70. (1) Save as otherwise provided in this Act, where the net result for any assessment year in respect of any source falling under any head of income other than ‘Capital gains’ is a loss, the assessee shall be entitled to have the amount of such loss set off against his income from any other source under the same head.
(2) (i) Where the result of the computation made for any assessment year under sections 48 to 55 in respect of any short-term capital asset is a loss, the assessee shall be entitled to have the amount of such loss set off against the income, if any, as arrived at under a similar computation made for the assessment year in respect of any other capital asset.
(ii) Where the result of the computation made for any assessment year under sections 48 to 55 in respect of any capital asset other than a short-term capital asset is a loss, the assessee shall be entitled to have the amount of such loss set off against the income, if any, as arrived at under a similar computation made for the assessment year in respect of any other capital asset not being a short-term capital asset.”
7. The opening words of section 80-T are relevant. If the gross total income of an assessee (not being a company) “includes any income chargeable under the head “capital gains” relating to capital assets (referred to as long-term capital gains) there shall be allowed in computing the total income of the assessee a deduction from such income of an amount equal to …………. “.

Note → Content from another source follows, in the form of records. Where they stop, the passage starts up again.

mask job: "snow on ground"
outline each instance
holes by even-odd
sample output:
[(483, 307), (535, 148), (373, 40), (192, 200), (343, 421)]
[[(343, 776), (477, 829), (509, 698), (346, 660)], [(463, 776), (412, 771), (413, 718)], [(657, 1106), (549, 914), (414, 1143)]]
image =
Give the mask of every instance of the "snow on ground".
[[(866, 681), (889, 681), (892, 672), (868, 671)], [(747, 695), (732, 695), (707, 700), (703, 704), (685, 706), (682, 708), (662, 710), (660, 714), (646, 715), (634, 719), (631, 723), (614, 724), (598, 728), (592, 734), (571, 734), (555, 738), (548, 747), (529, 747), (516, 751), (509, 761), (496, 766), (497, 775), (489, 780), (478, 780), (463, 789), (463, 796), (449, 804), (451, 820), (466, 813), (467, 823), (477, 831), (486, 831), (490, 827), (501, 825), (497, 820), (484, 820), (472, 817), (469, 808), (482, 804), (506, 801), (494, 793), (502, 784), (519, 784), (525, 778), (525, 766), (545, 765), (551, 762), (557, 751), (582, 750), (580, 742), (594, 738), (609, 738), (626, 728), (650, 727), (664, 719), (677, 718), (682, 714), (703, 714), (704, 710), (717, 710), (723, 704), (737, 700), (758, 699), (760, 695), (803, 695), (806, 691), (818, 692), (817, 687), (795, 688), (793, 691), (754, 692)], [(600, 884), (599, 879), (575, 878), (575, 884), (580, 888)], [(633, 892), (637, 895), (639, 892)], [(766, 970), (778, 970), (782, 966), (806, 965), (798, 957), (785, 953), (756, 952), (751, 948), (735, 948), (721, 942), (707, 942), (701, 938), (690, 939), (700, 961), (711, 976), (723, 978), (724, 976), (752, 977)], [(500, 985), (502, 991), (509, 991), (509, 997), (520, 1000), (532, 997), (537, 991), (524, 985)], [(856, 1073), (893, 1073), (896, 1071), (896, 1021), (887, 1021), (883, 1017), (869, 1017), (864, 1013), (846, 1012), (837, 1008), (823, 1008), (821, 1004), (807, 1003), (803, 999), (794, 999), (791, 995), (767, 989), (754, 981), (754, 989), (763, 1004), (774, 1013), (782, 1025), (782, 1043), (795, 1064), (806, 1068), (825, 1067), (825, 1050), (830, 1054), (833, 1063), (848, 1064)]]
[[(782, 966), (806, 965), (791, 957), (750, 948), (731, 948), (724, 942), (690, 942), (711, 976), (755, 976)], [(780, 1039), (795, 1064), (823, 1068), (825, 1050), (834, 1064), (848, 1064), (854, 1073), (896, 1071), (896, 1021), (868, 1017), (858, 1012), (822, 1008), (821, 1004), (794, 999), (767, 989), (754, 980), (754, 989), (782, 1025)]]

8. In our Judgment delivered on April 13, 1993 in Civil Appeal No.3044 of 1983 (Commissioner of Income Tax v. V. Venkatachalam) we have held that the deductions provided by section 80-T have to be applied to the “capital gains” arising from sale of long-term capital assets. In other words, the deductions provided by the said section have to applied to the amount representing the capital gains during the relevant previous year. The amount of capital gains during the relevant previous year means the profits derived minus the losses suffered. This is precisely the opinion of the High Court, with which view we agree. It is not possible to treat the transfer of each asset separately and apply the deductions separately. If the argument of the learned counsel for the appellant is logically extended it would mean that even the deduction of Rs.5,000/- should be applied in each case separately. Learned counsel, however, did not take that stand. He agreed that the standard deduction of Rs.5,000/- must be applied to the totality of the capital gains. At the same time, he says, the deductions provided in clause (b) should be applied separately to each asset. We have not been able to appreciate the logic behind the contention of the learned counsel.
9. This is not a case where the capital assets transferred consist of two types mentioned in sub-clauses (i) and (ii) of clause (b) of section 80-T. They are only of one type namely those falling under sub-clause (ii). We need not, therefore, deal with or answer the hypothetical contention raised by the learned counsel. Further as pointed out by the High Court the provision contained in clause (ii) of sub-section (2) of section 70, as it stood at the relevant time, supports the conclusion arrived at by us.
10. The learned counsel for the appellant relied upon the decision of this Court in Commissioner of Income Tax (Central), Madras v. Canara Workshops Private Limited (161 I.T.R. 320). That was a case arising under section 80-E of the Act, as it stood during the assessment years 1966-67 and 1967-68. On the language of section 80-E, it was held that in computing the profits for the purpose of deduction under the said section, each ‘priority industry’ must be treated separately. We do not see how the principle of the said decision has any application to the facts of this case, which has to be decided on the language of a different provision namely section 80-T read with section 70(2)(ii).
11. For the above reasons, we agree with the opinion expressed by the High Court and dismiss this appeal. No order as to costs.